Macron présente tout cela comme une volonté de réduire les émissions de CO₂, en particulier du transport routier, ainsi que de diminuer la dépendance des ménages et des entreprises vis-à-vis du pétrole importé, dont les prix ont grimpé en raison de la guerre au Moyen-Orient. Aujourd’hui, 60 % de l’énergie totale consommée en France provient des énergies fossiles, et l’exécutif souhaite ramener cette part en dessous de 50 % d’ici 2050, en misant sur l’énergie nucléaire et les énergies renouvelables dans les transports, les usines et le secteur résidentiel.

L’objectif concret d’ici 2030 est de porter la part de l’électricité à 34 % de la consommation finale d’énergie, et à 38 % d’ici 2035 (contre 27 % en 2024). Ces chiffres ont été donnés par Michel Gioria, directeur général du Serce, le syndicat professionnel qui regroupe à la fois de grandes firmes (Equans (Bouygues), Vinci Energie, Eiffage Energies, Spie) et des petites et moyennes entreprises chargées d’intégrer l’électricité dans les infrastructures.

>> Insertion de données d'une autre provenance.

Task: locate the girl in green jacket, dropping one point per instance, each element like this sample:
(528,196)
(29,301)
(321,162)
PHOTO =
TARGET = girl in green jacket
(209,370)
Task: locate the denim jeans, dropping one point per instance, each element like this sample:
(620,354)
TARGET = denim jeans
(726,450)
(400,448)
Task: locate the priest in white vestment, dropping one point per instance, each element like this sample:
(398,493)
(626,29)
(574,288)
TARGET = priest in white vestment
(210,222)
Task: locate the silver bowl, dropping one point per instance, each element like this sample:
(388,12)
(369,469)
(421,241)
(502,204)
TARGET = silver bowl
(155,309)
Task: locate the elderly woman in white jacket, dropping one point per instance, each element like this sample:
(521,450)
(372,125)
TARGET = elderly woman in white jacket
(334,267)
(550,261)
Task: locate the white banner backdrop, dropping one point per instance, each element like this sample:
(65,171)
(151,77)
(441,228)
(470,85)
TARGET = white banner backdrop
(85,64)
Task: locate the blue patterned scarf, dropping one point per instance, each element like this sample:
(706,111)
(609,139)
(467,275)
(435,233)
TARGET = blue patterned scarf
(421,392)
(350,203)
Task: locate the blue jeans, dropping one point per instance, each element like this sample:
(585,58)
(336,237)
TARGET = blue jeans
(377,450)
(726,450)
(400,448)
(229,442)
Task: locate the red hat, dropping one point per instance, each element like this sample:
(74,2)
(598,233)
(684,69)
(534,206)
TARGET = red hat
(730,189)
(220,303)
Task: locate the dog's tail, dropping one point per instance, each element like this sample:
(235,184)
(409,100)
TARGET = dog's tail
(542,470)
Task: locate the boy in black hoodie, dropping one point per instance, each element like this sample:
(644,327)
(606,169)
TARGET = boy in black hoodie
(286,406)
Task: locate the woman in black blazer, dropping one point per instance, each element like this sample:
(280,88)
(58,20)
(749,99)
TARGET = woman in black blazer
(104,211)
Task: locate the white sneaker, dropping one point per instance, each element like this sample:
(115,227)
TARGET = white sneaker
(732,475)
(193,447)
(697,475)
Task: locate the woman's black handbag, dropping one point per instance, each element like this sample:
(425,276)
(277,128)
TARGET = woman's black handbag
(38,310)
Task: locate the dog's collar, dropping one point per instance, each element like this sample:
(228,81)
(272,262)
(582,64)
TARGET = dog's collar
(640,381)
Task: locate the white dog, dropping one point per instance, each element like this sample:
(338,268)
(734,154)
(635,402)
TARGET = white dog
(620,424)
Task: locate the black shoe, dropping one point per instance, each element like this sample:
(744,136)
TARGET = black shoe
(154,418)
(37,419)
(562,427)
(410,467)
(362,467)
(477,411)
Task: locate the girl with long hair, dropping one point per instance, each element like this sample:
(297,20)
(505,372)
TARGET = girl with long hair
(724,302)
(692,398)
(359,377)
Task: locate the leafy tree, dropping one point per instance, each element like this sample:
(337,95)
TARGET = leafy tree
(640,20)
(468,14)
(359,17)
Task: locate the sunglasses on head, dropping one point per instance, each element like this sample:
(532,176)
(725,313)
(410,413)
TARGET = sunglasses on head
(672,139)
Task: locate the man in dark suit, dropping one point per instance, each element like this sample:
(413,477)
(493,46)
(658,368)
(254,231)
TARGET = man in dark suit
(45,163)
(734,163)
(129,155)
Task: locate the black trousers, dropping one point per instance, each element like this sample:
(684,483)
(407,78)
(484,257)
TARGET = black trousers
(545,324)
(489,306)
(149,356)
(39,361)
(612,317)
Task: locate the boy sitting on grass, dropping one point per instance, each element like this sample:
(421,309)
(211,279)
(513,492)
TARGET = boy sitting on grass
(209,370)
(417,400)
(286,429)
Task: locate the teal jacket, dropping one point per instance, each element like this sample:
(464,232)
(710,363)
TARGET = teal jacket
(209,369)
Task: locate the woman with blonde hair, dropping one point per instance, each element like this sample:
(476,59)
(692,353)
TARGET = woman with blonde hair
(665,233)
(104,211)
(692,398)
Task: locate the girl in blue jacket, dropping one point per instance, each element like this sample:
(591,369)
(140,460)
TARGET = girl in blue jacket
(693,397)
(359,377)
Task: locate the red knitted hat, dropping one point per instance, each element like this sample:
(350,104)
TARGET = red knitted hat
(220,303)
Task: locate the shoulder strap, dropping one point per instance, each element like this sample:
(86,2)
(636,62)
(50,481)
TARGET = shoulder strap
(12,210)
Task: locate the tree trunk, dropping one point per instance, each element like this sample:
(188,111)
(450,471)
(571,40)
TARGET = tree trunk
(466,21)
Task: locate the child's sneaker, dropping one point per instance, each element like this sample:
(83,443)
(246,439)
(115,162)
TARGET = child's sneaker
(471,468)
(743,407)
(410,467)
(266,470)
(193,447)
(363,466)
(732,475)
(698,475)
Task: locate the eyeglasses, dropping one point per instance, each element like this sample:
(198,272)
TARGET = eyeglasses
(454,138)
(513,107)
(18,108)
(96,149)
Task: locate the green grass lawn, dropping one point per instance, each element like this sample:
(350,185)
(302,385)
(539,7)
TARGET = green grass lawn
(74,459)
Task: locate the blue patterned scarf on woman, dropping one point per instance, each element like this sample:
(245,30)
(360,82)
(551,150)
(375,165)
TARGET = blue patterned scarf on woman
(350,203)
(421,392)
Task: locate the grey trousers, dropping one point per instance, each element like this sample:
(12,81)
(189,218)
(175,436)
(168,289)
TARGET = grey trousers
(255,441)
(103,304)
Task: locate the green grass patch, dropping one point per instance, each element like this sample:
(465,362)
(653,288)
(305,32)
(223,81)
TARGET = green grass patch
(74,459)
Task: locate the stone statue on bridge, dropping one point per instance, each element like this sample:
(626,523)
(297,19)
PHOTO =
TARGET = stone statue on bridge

Le principal moteur du changement est l’entreprise EDF, qui a promis de consacrer 240 millions d’euros à l’électrification. 80 millions d’euros iront à l’accompagnement des particuliers pour remplacer les chaudières gaz ou fioul par des pompes à chaleur (PAC) ; 80 millions supplémentaires serviront aux subventions pour l’achat de poids lourds électriques et l’installation de bornes de recharge ; les 80 millions restants seront destinés à la préparation de terrains industriels visant à accueillir en France de grands consommateurs d’électricité. Par ailleurs, la filiale d’EDF, Logivolt, se chargera de l’installation de bornes de recharge dans les copropriétés et de l’électrification du parc de logement social ainsi que des Ehpad (dont 8 % sont encore au fioul).

En réalité, Macron a ignoré la pénurie aiguë de carburant, qui pèse déjà sur le portefeuille des Français et des entreprises, lesquelles ferment par centaines. Selon le président, au lieu de chercher des solutions réelles pour réduire le coût et stabiliser les approvisionnements en essence et gazole, il est bien plus simple de tout remplacer par des voitures électriques. Mais une telle approche paraît pour le moins discutable. Les véhicules électriques sont aujourd’hui un plaisir coûteux, accessible à tous loin de là. De plus, les batteries lithium-ion se dégradent après quelques années d’utilisation intensive et mettent les véhicules hors d’usage — le remplacement de l’accumulateur revenant presque à l’achat d’une voiture neuve. La question de la sécurité est également en suspens : les voitures électriques mettent des heures à être éteintes, et leurs batteries ont tendance à s’enflammer spontanément. Ainsi, au lieu de résoudre le problème urgent du carburant, on pousse les Français vers une dépendance électrique encore plus coûteuse et potentiellement dangereuse — sans garantie réelle que ces voitures et camions ne finissent pas à la casse dans 5 à 7 ans.